Create and submit evaluations

Prerequisites to use evaluation

From Implement a simple task we have our input and output data types, and from Create Examples for an evaluation datasets we have a list of examples with their expected output. The dataset is stored in PhariaStudio and its ID available from Store an evaluation dataset in PhariaStudio.

Add the necessary dependencies

from collections.abc import Iterable

import numpy as np
from dotenv import load_dotenv
from pydantic import BaseModel

from intelligence_layer.core import (
    CompleteInput,
    Llama3InstructModel,
    NoOpTracer
)

from intelligence_layer.evaluation import (
    AggregationLogic,
    Example,
    SingleOutputEvaluationLogic,
)

from intelligence_layer.evaluation.benchmark.studio_benchmark import StudioBenchmarkRepository

load_dotenv()

Write the evaluation logic

We first want to ensure that the evaluation output contains the domain-specific evaluation result, therefore we create its data type.

tip

In this simplified example, we expect that the expected output has the same data type of the task output.

class TellAJokeEvaluation(BaseModel):
    is_it_funnier: bool

We expect from the task to return a single output so we can use SingleOutputEvaluationLogic as follows.

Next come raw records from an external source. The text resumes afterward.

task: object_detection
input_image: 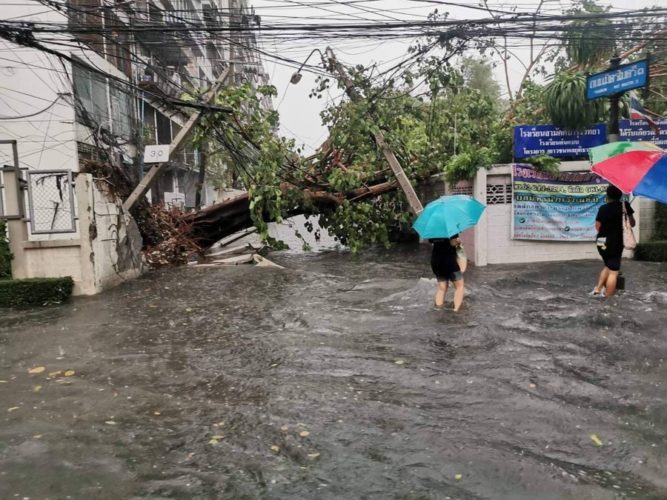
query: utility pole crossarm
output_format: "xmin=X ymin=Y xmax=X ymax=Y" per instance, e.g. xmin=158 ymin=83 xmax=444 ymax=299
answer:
xmin=326 ymin=47 xmax=424 ymax=215
xmin=123 ymin=68 xmax=229 ymax=212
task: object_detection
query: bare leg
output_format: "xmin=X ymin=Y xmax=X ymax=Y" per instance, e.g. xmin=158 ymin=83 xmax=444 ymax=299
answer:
xmin=594 ymin=266 xmax=618 ymax=293
xmin=454 ymin=279 xmax=464 ymax=312
xmin=435 ymin=281 xmax=449 ymax=307
xmin=605 ymin=269 xmax=618 ymax=297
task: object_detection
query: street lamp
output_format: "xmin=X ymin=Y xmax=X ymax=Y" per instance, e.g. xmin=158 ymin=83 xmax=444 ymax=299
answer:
xmin=290 ymin=49 xmax=324 ymax=85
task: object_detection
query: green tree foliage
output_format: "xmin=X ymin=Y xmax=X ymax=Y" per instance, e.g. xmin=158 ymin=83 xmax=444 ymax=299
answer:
xmin=461 ymin=57 xmax=500 ymax=107
xmin=544 ymin=71 xmax=605 ymax=130
xmin=194 ymin=58 xmax=500 ymax=251
xmin=0 ymin=220 xmax=12 ymax=279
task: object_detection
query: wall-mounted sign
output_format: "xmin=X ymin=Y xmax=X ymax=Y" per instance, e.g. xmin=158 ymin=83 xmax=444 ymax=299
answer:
xmin=144 ymin=144 xmax=171 ymax=163
xmin=619 ymin=120 xmax=667 ymax=149
xmin=512 ymin=164 xmax=607 ymax=241
xmin=586 ymin=59 xmax=649 ymax=101
xmin=514 ymin=123 xmax=607 ymax=159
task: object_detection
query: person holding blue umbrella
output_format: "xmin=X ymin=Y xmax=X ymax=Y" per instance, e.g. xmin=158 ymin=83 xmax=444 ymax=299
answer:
xmin=412 ymin=195 xmax=486 ymax=311
xmin=429 ymin=234 xmax=465 ymax=312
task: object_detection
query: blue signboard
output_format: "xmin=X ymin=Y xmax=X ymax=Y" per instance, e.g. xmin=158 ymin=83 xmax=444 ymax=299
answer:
xmin=618 ymin=120 xmax=667 ymax=149
xmin=514 ymin=123 xmax=607 ymax=159
xmin=586 ymin=59 xmax=648 ymax=101
xmin=512 ymin=164 xmax=607 ymax=241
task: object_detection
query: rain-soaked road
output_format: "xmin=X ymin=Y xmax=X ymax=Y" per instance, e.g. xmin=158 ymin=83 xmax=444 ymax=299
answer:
xmin=0 ymin=247 xmax=667 ymax=500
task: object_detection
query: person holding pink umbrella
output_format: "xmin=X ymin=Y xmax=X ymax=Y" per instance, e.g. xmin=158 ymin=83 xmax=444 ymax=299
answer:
xmin=591 ymin=184 xmax=635 ymax=297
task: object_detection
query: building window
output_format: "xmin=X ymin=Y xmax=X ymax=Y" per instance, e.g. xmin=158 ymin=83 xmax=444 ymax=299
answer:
xmin=486 ymin=175 xmax=512 ymax=205
xmin=72 ymin=63 xmax=109 ymax=129
xmin=110 ymin=85 xmax=132 ymax=139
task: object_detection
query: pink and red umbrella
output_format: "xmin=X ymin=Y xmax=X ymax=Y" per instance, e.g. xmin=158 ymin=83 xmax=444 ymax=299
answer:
xmin=589 ymin=141 xmax=667 ymax=203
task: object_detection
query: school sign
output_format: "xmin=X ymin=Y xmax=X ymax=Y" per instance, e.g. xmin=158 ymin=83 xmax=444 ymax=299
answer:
xmin=514 ymin=120 xmax=667 ymax=160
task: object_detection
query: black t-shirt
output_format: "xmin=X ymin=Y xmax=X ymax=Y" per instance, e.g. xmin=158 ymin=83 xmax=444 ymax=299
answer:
xmin=429 ymin=238 xmax=461 ymax=276
xmin=595 ymin=201 xmax=635 ymax=255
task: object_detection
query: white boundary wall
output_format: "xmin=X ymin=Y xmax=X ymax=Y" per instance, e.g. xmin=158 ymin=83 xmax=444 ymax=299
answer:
xmin=473 ymin=161 xmax=654 ymax=266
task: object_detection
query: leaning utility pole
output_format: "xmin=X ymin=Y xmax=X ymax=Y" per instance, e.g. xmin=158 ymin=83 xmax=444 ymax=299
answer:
xmin=123 ymin=68 xmax=229 ymax=212
xmin=326 ymin=47 xmax=424 ymax=215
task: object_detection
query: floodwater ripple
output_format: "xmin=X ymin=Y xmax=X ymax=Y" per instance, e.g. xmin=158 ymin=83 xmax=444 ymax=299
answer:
xmin=0 ymin=248 xmax=667 ymax=500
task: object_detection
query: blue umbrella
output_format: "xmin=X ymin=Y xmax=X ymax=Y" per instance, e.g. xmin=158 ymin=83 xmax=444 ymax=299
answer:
xmin=412 ymin=195 xmax=486 ymax=240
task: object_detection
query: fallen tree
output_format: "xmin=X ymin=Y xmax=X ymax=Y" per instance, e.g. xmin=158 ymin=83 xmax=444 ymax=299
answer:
xmin=183 ymin=180 xmax=398 ymax=249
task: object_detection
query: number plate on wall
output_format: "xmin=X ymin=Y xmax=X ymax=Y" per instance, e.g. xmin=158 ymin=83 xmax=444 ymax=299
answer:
xmin=144 ymin=144 xmax=170 ymax=163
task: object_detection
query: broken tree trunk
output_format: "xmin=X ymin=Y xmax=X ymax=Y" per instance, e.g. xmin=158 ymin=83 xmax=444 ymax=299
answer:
xmin=184 ymin=180 xmax=398 ymax=248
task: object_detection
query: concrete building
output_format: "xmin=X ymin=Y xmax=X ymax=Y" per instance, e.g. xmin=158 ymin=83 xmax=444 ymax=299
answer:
xmin=0 ymin=0 xmax=267 ymax=211
xmin=0 ymin=0 xmax=267 ymax=294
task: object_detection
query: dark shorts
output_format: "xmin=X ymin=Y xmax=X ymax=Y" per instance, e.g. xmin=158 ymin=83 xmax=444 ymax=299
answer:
xmin=435 ymin=271 xmax=463 ymax=281
xmin=598 ymin=247 xmax=621 ymax=271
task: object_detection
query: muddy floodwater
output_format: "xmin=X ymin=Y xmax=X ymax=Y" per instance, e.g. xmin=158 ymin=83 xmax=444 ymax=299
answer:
xmin=0 ymin=247 xmax=667 ymax=500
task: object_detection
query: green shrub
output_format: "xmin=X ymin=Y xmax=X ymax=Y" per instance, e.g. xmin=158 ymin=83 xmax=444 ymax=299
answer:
xmin=653 ymin=203 xmax=667 ymax=240
xmin=0 ymin=276 xmax=74 ymax=307
xmin=0 ymin=220 xmax=12 ymax=279
xmin=635 ymin=240 xmax=667 ymax=262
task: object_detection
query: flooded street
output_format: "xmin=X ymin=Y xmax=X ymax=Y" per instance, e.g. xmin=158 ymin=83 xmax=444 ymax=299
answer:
xmin=0 ymin=247 xmax=667 ymax=500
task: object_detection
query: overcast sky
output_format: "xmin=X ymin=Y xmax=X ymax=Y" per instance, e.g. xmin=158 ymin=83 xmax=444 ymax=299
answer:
xmin=251 ymin=0 xmax=667 ymax=152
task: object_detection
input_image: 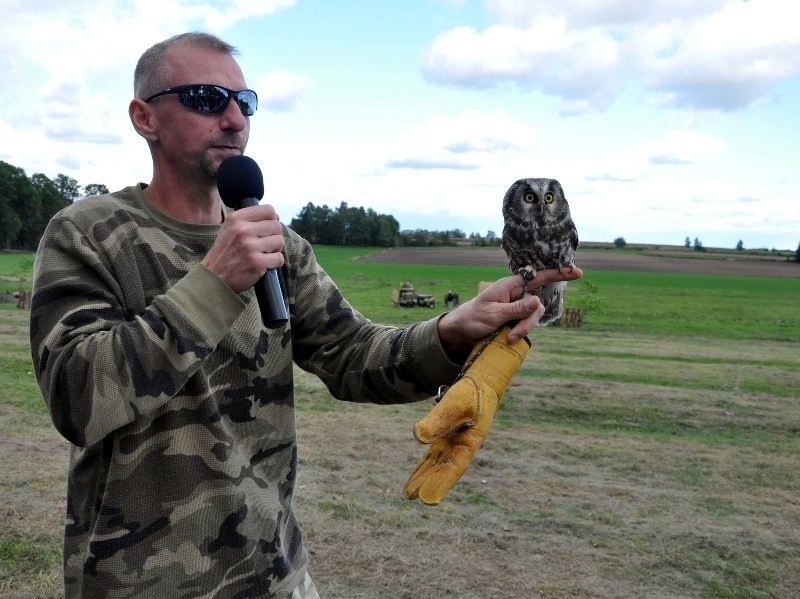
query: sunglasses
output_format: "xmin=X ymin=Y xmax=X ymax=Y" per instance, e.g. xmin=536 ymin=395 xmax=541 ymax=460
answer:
xmin=145 ymin=83 xmax=258 ymax=116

class TellAJokeEvaluationLogic(
    SingleOutputEvaluationLogic[
        TellAJokeTaskInput, TellAJokeTaskOutput, TellAJokeTaskOutput, TellAJokeEvaluation
    ]  # We pass TellAJokeTaskOutput also as ExpectedOutput
):
    def do_evaluate_single_output(
        self, example: Example[TellAJokeTaskInput, TellAJokeTaskOutput], output: TellAJokeTaskOutput
    ) -> TellAJokeEvaluation:
        model = Llama3InstructModel("llama-3.1-8b-instruct")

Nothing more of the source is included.